PBD was used as a primary step in the optimization (Plackett and Burman 1946). It was applied to determine the most important components that influence overall laccase and MnP production in the system. For each enzyme, the optimization was performed using the same methodology for both enzyme activity and its corresponding production. In this study, nine factors (glucose, yeast extract, KH2PO4, MgSO4·7H2O, FeSO4·7H2O, MnSO4·H2O, CuSO4·5H2O, ZnSO4·7H2O and Tween 80) were selected for testing. A set of 12 experiments was designed for the nine medium components, namely, X1–X9 using the Minitab package. Each variable was tested at high (+ 1) and low (− 1) levels (Table 1). All experiments were carried out in triplicate, and the results are the means ± SD of triplicate experiments. The variables with a confidence level greater than 95% were considered more significant for enzyme production, and the response was measured as laccase and MnP activities. The measured data are the means of enzyme activity.

Table 1.

PBD for optimization of independent variables used in trials

Variables Medium component Low values (− 1) (g/L) High values (+ 1) (g/L)
X1 Glucose 2 8
X2 Yeast extract 1 4
X3 KH2PO4 0.1 0.7
X4 MgSO4·7H2O 0.25 0.75
X5 FeSO4·7H2O 0.005 0.015
X6 MnSO4·H2O 0.025 0.075
X7 CuSO4·5H2O 0.125 0.375
X8 ZnSO4·7H2O 0.005 0.015
X9 Tween 80 0.05 0.15

Optimization of significant medium components by CCD

To enhance the production of laccase and MnP, CCD was selected to optimize the most significant factors obtained by PBD. The two independent factors selected were CuSO4·5H2O and glucose. Each variable was set at five different levels (− 1.414, − 1, 0, + 1 and + 1.414). The other variables in the study were maintained at a constant level, which gave maximum activity in the PBD experiments. A total of 13 experiments were designed using the Design-Expert software for implementing the CCD design. The mean response (enzyme activity) is the combined effects of the two independent factors studied in a defined range. The experimental results of response surface methodology (RSM) were fitted with the response surface regression procedure using the two significant variables and can be approximately plotted by the following quadratic model equation:

Y=β0+β1X1+β2X2+β11X12+β22X22+β12X1X2,

where Y is the predicted response, β0 is the intercept term, β1 and β2 are linear coefficients, β11 and β22 are quadratic coefficients, β12 is an interaction coefficient and X1 and X2 are coded independent variables.

Statistical analysis

The results obtained from the single parameter of nitrogen source optimization were analysed by one-way analysis of variance (ANOVA).
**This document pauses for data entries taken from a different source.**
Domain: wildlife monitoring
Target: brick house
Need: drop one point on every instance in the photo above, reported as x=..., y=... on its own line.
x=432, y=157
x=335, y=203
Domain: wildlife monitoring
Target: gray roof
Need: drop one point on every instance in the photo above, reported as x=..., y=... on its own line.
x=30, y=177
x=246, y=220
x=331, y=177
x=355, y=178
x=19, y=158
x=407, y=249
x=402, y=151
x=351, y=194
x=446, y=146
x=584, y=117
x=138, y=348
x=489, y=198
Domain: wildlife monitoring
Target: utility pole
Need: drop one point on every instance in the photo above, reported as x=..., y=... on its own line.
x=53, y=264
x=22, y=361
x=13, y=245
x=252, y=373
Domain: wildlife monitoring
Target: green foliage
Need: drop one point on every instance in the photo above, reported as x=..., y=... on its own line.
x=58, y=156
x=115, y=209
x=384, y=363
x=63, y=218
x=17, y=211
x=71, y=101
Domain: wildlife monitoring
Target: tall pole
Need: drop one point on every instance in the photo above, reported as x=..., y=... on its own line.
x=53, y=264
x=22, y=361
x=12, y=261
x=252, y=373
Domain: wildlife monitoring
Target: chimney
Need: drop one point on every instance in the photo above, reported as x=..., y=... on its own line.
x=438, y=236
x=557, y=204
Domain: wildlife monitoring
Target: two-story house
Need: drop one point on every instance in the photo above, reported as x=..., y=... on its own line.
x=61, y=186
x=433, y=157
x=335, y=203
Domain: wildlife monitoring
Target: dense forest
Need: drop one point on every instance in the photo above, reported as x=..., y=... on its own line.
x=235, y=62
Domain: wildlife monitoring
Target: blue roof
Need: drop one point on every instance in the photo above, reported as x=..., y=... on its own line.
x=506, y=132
The ligninolytic enzyme production in SSF was carried out with response surface methodology using the statistical software package Minitab® 18 (Minitab, Inc., PA, USA) and Design-Expert® software version 11 (Stat-Ease Inc., USA).

Results and discussion

Fungal isolation and primary screening of enzyme activity

One hundred and fifty isolates of white-rot fungi from 264 samples of the fruiting bodies were successfully cultured on PDA. Since many samples were dried and/or spoiled by insects, only 57% of all collections were successfully isolated into pure culture. Among all isolates tested, 63 isolates (approximately 42%) exhibited positive results with varying degrees of degradation against the three indicators RBBR, ABTS and guaiacol on the agar plate assay. The isolates performed high levels of RBBR decolorization, and high extracellular oxidation activity producing the dark green (ABTS) and brown (guaiacol) colouration within 7 days (Table S1). Although the use of coloured indicators helps identify ligninolytic enzyme activity, it is not specific for enzyme type. The 63 isolates were, therefore, screened for the ligninolytic enzyme activity of laccase, MnP and LiP using OPDC as a substrate under the SSF system. Some isolates grew slowly on OPDC, and as a result, only 42 isolates were identified as having ligninolytic enzyme activity. Most isolates produced laccase and MnP, whereas only a few isolates produced LiP, which was at a low level or was undetectable. Some isolates showed mycelial growth on OPDC, but no ligninolytic enzymes were detected. These fungi possibly require different culture conditions for their lignin degradation capabilities. Table S2 shows the 25 most promising positive isolates regarding laccase, MnP and LiP production. The varying enzyme activity values of the isolates indicated that their ability to produce enzymes varies according to either isolate or strain. This result is in agreement with several reports that some white-rot fungi contain all three ligninolytic enzymes, while others contain only one or two of these enzymes (Pelaez et al. 1995). Generally, laccase and MnP are more widely distributed among white-rot fungi than LiP (Pelaez et al. 1995). Some white-rot fungi may be restricted by the culturing method and types of substrate utilized. Kinnunen et al. (2017) reported that LiP activity was rather rare; fungi perform this activity under nutrient- and nitrogen-limited conditions, and the activity was detected when the assay was performed in very acidic conditions (pH 3). Therefore, in the present study, only the two enzymes laccase and MnP were further investigated.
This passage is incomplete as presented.